The Power Of Always Saying Less Than Necessary
4 min read

The Power Of Always Saying Less Than Necessary

The Power Of Always Saying Less Than Necessary

Several years ago I had an interview for a research position at the university I was attending. The Professor I was going to speak with was known to be a very stern man.

A friend of mine had interviewed for the same position a few days prior and failed. He said that the professor had hammered him with technical questions to put the pressure on, and he crumbled.

When I walked into the room and sat down in front of him, he had this serious look on his face, as if he really meant business. If I was going to get this job, I would need to come up with a different strategy than my friend had.

After the introductions, I took the initiative to ask him “can you tell me more about your research?” It was a casual question aimed at getting him to talk about his own work.

And so he did, explaining what his research was all about and the great importance of it. The whole time, I sat in silence, just listening and absorbing everything. Every once in a while when he said something very interesting, I’d physically lean in and smile a bit to show him I was interested.

This was great so far! The meeting was scheduled for half an hour and we’d already gone through about 10 minutes by the time he finished talking.

My plan was working and I genuinely found the work quite interesting.
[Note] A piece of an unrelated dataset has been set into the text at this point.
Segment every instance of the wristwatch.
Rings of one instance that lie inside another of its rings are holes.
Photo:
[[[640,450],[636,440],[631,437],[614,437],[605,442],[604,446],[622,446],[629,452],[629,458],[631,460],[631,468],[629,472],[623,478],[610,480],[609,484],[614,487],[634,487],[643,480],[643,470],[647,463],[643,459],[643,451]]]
I decided to ask an even deeper follow-up question that he could talk more about. I asked him: “Where could we really take this research over the next five years to have a high impact.”

He was practically beaming to answer it. He smiled, sat up in his chair, and took a deep dive into all the nitty-gritty details.
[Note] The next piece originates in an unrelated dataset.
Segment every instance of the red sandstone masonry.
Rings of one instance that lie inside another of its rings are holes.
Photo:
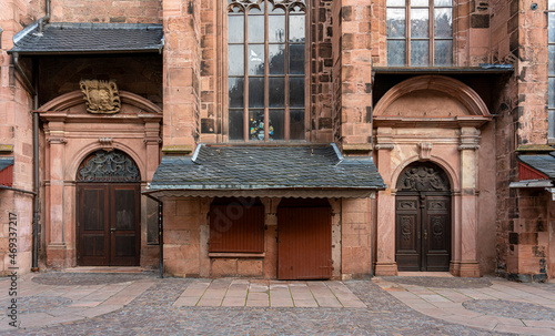
[[[160,0],[52,0],[52,22],[161,23]]]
At that point, I knew this was going extremely well. I sat there, quietly and patiently, just listening. In fact, the only time I ever made a sound was when I’d nod and say “right”, to make sure he knew I was paying attention.
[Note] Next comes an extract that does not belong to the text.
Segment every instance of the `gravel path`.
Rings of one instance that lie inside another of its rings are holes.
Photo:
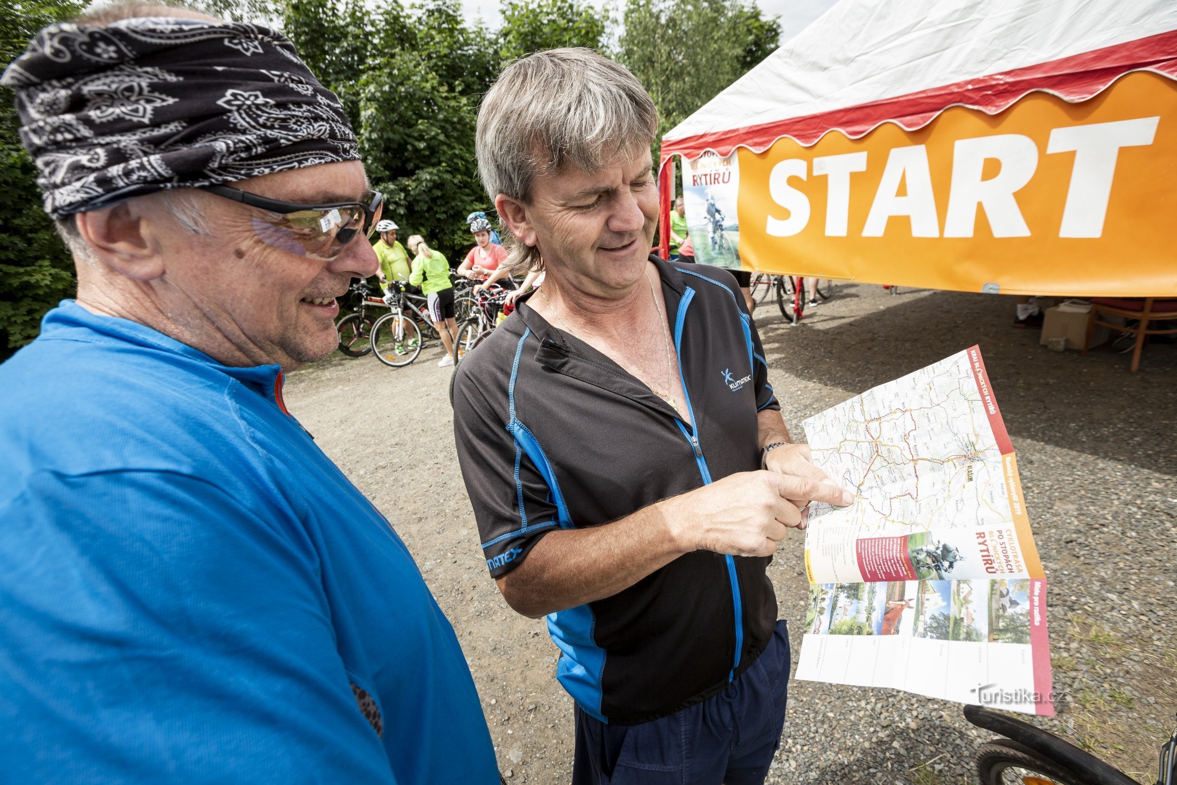
[[[769,306],[771,304],[765,304]],[[757,324],[770,380],[800,423],[873,385],[980,344],[1046,568],[1058,716],[1033,720],[1137,779],[1177,711],[1177,346],[1141,371],[1106,348],[1053,353],[1015,330],[1012,298],[840,285],[797,327]],[[478,550],[446,398],[426,350],[407,368],[339,355],[291,374],[286,403],[388,517],[461,640],[508,781],[566,783],[572,703],[543,621],[507,607]],[[799,650],[803,538],[769,573]],[[891,690],[794,681],[770,783],[973,783],[991,734],[960,706]]]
As the clock ticked past the 30th minute, he said to me: “Looks like our time is up, but you seem great for this position. Do you think you’d be able to start before the spring break?”


What happened during that meeting was a huge validation of the 4th Law of Power:

“Always say less than necessary”

It was incredible to see it in action. By staying silent and only asking a few thoughtful questions, I could get my professor to talk himself into giving me the job. No convincing on my part, just a little patience, and self-control.

This application of the 4th law of power teaches us the following:


You learn more by listening

No matter the conversation, you always learn more when you listen rather than when you’re talking. If I had interrupted my professor to talk, I wouldn’t have heard all about his research to see if it was even interesting to me.

When you’re the person in the conversation who’s talking, you’re also the one sharing ideas and knowledge. The other person doesn’t even have an opportunity to share things with you while you’re blabbering away. But when you stay silent, patient, and listen, you have the opportunity to absorb information and learn new things.


You can observe more

Studies have shown that only 7% of our communication is done verbally, but 55% is done through body language. Someone crossing their arms is being defensive, and fidgeting is usually a sign of anxiety. Since body language is such a prominent part of our communication, it’s important to be able to observe and correctly interpret it.

It’s hard to pay attention to someone’s body language when you’re the one doing the talking. You’re using up all of your energy to speak and continuously think about what you’re going to say next. You’re expending energy and attention that you could have otherwise directed at understanding the other person’s body language.

At the same time, you should also be aware of your own body language. Staying neutral or slouching could signal to the other person that you don’t care about what they’re saying.

When I was in that meeting, I made sure to convey positive body language (smiling and leaning in) when I heard something interesting. This made it obvious to my professor that I was interested in what he had to say. I saw that his body language became positive after I asked thoughtful questions. I took that as a hint to stay quiet and let him talk more.


You can think before you speak

Listening more gives you the opportunity to think thoroughly about everything you say before you say it. You’ve taken the extra time to think before you speak, to ensure that everything you say is smart and well said. While my professor was explaining his research, I was thinking of the next thought-provoking question I would ask him.

Lots of people make mistakes in interviews because they talk too much. They keep talking because they didn’t see a positive sign from the interviewer, so they think they need to keep going. And the more they talk, the more of a chance there is to say something foolish or make a mistake.

When you’re asked a question, only say what is necessary to answer that specific question. Don’t continue talking in an attempt to ease the fake tension in the room. Your best bet is to be direct and concise, ensuring that everything you say is powerful and minimizing the opportunity for mistakes to arise.


People love you for it

Everyone is used to other people talking. When we’re in a group of friends, it’s not uncommon for the conversation to turn into a cycle of everyone trying to make their opinion heard. They don’t care if anyone in the room actually wanted to hear it or if it would add to the conversation. They just wanted the spotlight.

People really appreciate it when you just shut up and listen. Don’t say anything, don’t comment, don’t share your opinion or random thoughts, just listen. The fact that you’re able to put aside your own inclinations to talk in order to listen to the other person is a huge deal. People subconsciously notice that and value it greatly.

When I was in that meeting, I never interjected to comment on what I thought about the research. I just stayed quiet, listening. My professor practically sold me to himself.